Inschriftenkatalog: Stadt Baden-Baden und Landkreis Rastatt

Katalogartikel in chronologischer Reihenfolge.

DI 78: Stadt Baden-Baden und Landkreis Rastatt (2009)

Nr. 97 Baden-Baden, kath. Pfarrkirche Unserer Lieben Frau (ehem. Stiftskirche) 1470–1475, 1475

Beschreibung

Grabmal für den Stiftspropst Bernhard von Baden. Innen an der Trennwand zwischen dem Hauptchor und dem nördlich daran angrenzenden Marienchörlein. Hier östlich vom Durchgang aufrecht an der Nordseite. Sandstein. Die hochrechteckige Platte steht seit unbestimmter Zeit auf einem schmalen Sockel, wird oben von einem gekehlten Gesims und rechts von einer überwiegend abgefasten Rahmenleiste umrahmt. Im Binnenfeld eine eingetiefte Nische mit Eselsrückenabschluß; darin die reliefierte Darstellung des Verstorbenen in Albe, Kasel und Birett.
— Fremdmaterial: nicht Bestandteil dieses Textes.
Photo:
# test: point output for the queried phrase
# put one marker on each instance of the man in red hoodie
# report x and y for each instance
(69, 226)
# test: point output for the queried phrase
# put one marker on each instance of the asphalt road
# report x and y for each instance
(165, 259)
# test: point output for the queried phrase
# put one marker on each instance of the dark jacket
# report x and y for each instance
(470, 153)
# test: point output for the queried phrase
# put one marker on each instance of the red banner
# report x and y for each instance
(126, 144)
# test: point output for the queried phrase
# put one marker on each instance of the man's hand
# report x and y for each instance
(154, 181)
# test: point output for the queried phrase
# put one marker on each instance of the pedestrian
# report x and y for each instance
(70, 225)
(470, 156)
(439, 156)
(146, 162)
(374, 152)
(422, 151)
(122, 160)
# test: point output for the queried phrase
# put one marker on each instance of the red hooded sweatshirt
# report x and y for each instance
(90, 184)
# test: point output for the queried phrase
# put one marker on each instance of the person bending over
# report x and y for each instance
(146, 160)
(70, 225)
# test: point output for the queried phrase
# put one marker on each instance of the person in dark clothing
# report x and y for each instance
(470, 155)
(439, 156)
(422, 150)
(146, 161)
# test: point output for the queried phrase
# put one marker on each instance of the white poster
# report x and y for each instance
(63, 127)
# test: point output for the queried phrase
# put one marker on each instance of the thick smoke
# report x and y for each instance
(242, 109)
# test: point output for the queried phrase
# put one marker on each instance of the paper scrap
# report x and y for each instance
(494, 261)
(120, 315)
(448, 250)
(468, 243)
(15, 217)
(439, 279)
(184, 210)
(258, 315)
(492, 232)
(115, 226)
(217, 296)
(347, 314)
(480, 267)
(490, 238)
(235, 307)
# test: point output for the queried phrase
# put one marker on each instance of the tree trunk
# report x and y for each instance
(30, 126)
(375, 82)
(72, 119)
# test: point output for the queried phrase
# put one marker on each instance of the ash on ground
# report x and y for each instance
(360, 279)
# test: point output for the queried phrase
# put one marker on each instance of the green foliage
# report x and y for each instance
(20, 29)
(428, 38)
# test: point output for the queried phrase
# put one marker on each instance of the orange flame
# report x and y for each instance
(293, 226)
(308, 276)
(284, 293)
In der Linken hält er einen Kelch, den er mit der Rechten segnet. Auf der verbleibenden Randfläche der Sterbevermerk mit Fürbitte. Der links oben einsetzende Text umläuft die figürliche Darstellung vollständig und endet oben in einer zweiten Zeile links und rechts des Bogenscheitels. Das untere Plattenviertel sandelt ab und ist bereits stark zerstört; hier erheblicher Textverlust.

Ergänzungen nach RP Karlsruhe (Denkmalpflege), Photoarchiv.

Maße: H. 300, B. 132, Bu. 12–13 cm.

Schriftart(en): Gotische Minuskel mit Versalien.

Heidelberger Akademie der Wissenschaften [1/1]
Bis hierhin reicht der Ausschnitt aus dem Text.